The company added that there would be systematic measures to prevent Sora from creating ethically problematic videos, like rejecting certain prompts against their policies, including “extreme violence, sexual content, hateful imagery, celebrity likeness, or the IP of others”. To curb the spread of possible misinformation generated by Sora, OpenAI said it will work on a program that can identify content made by Sora.
Are there other tech companies preparing to launch AI video creators?
The competition among AI-powered video generators became more fierce in mid-2023. Last June, American start-up Runway surprised many with its revolutionary video generator “Gen-2”. The text-to-video system is now available for anyone to use. Several months later, London-based AI video company Stability AI emerged in the AI video creator scene with “Stable Video Diffusion”. The company explained that the tool is strictly for “research” purposes and will not be released for public access.
Backed by their huge resources, tech giants are leading the latest development in AI video production. Meta offered the first look into its video generator Emu Video in September 2023, following its video generation tool Make-A-Video in 2022. Most recently, Google unveiled its AI generative video model Gemini 1.5 in February 2023. The big tech made demo clips and prompts available for viewing via Lumiere but has not disclosed the exact dates for release yet. According to reports, Amazon is also working on a text-to-video program to be released soon.

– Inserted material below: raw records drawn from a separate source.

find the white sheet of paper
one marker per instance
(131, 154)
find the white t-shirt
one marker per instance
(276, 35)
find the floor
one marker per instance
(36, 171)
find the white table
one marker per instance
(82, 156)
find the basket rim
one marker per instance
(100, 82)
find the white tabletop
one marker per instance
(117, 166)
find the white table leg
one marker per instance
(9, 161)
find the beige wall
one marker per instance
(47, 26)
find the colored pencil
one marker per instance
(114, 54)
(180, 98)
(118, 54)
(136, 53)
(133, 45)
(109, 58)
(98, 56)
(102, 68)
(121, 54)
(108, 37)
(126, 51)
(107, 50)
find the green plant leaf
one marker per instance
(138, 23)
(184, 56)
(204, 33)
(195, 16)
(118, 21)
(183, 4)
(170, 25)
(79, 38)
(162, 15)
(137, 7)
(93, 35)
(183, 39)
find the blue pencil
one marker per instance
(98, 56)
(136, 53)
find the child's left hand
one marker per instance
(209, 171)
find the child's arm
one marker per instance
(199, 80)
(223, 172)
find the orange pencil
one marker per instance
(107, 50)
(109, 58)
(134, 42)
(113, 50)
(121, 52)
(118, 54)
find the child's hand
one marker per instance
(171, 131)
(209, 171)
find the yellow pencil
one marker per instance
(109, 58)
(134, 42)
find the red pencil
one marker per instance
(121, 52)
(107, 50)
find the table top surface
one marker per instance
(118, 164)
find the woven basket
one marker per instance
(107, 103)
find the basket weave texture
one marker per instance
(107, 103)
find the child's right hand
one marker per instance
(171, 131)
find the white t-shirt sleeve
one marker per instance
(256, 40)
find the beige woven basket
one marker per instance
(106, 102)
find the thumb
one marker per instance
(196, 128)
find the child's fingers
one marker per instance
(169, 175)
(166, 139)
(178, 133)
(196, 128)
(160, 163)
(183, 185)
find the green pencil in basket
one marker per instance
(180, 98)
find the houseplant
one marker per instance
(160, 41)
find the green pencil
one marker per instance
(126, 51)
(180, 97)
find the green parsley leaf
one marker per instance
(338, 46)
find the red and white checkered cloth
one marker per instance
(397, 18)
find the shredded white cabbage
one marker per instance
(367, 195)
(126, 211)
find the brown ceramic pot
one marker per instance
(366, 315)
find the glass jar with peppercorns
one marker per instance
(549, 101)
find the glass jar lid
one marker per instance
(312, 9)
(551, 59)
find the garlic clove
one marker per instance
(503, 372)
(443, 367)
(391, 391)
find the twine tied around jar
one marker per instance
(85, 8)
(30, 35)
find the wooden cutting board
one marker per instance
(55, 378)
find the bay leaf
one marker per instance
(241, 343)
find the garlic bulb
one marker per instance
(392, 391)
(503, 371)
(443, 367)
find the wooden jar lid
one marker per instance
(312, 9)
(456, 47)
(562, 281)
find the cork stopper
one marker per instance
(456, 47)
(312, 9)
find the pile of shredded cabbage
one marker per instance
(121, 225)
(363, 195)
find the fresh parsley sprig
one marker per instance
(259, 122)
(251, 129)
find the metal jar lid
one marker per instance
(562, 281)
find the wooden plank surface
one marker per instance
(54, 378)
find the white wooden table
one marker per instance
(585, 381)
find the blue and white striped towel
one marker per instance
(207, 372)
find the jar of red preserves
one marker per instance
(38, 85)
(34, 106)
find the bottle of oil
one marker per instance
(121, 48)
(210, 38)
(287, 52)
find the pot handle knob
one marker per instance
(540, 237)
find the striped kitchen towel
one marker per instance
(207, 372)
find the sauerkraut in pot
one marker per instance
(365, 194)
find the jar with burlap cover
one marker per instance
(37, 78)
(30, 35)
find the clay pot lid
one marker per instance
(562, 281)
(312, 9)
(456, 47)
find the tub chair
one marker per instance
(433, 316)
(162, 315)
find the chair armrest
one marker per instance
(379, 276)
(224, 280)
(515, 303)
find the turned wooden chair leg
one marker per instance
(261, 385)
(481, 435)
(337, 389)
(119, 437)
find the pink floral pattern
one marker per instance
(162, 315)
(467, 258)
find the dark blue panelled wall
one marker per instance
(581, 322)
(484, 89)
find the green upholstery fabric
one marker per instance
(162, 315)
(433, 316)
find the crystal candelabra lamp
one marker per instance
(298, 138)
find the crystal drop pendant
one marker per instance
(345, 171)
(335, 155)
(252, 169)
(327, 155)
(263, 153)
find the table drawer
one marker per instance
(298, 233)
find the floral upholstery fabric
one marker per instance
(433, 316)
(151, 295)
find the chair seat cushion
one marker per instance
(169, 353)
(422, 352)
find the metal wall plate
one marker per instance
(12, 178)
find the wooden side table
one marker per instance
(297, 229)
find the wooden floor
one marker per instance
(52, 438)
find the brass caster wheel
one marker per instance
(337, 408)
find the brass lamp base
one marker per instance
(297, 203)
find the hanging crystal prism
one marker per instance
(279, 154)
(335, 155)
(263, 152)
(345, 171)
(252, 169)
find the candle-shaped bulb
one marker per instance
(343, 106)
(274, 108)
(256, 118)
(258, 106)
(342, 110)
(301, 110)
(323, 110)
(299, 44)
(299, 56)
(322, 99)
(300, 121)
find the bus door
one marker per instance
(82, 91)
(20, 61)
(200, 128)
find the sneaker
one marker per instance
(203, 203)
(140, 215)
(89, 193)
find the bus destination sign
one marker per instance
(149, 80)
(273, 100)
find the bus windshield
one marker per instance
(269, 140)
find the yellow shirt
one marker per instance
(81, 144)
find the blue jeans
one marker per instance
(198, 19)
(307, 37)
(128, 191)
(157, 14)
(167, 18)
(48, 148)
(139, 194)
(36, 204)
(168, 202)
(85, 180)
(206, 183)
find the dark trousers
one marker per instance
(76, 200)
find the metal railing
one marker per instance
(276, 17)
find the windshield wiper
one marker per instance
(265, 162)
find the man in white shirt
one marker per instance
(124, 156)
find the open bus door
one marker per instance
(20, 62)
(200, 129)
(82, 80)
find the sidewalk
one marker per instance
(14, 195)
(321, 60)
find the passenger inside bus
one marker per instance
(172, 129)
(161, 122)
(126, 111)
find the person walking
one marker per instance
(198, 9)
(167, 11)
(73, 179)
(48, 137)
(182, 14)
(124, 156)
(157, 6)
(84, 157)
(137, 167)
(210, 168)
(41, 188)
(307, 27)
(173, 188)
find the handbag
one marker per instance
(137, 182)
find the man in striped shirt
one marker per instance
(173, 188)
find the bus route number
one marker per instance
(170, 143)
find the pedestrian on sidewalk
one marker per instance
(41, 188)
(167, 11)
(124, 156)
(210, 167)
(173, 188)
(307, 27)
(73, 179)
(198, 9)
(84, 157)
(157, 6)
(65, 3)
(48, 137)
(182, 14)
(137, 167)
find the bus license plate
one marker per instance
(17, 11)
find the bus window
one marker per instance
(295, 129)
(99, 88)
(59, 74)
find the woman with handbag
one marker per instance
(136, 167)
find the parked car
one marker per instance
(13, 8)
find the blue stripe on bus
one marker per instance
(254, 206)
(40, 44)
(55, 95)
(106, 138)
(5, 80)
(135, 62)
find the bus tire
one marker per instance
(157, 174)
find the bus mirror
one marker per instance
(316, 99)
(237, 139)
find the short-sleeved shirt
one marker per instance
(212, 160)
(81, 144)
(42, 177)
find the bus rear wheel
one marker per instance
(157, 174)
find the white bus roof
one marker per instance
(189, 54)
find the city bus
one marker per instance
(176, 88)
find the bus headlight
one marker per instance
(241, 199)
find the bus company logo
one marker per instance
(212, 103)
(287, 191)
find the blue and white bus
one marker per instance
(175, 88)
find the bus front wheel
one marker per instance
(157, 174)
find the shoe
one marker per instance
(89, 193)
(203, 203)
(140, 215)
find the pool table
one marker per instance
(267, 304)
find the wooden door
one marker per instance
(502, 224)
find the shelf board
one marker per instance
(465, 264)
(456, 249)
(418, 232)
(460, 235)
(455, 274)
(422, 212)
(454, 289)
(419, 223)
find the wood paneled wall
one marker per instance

Many say that Sora is an advancement in the text-to-video generator game compared to competitors like Runway, Meta and even Google, especially regarding quality and resolution. Although it requires further viewing after the official launch, how Sora allows users to make videos up to 60 seconds is already a win in the industry, considering that many other programs’ limit is about 3 to 10 seconds.
As big tech firms celebrate the first couple of months of 2024 with their latest developments in AI video generators, watching over their potential in reshaping media-related businesses throughout this year will be interesting.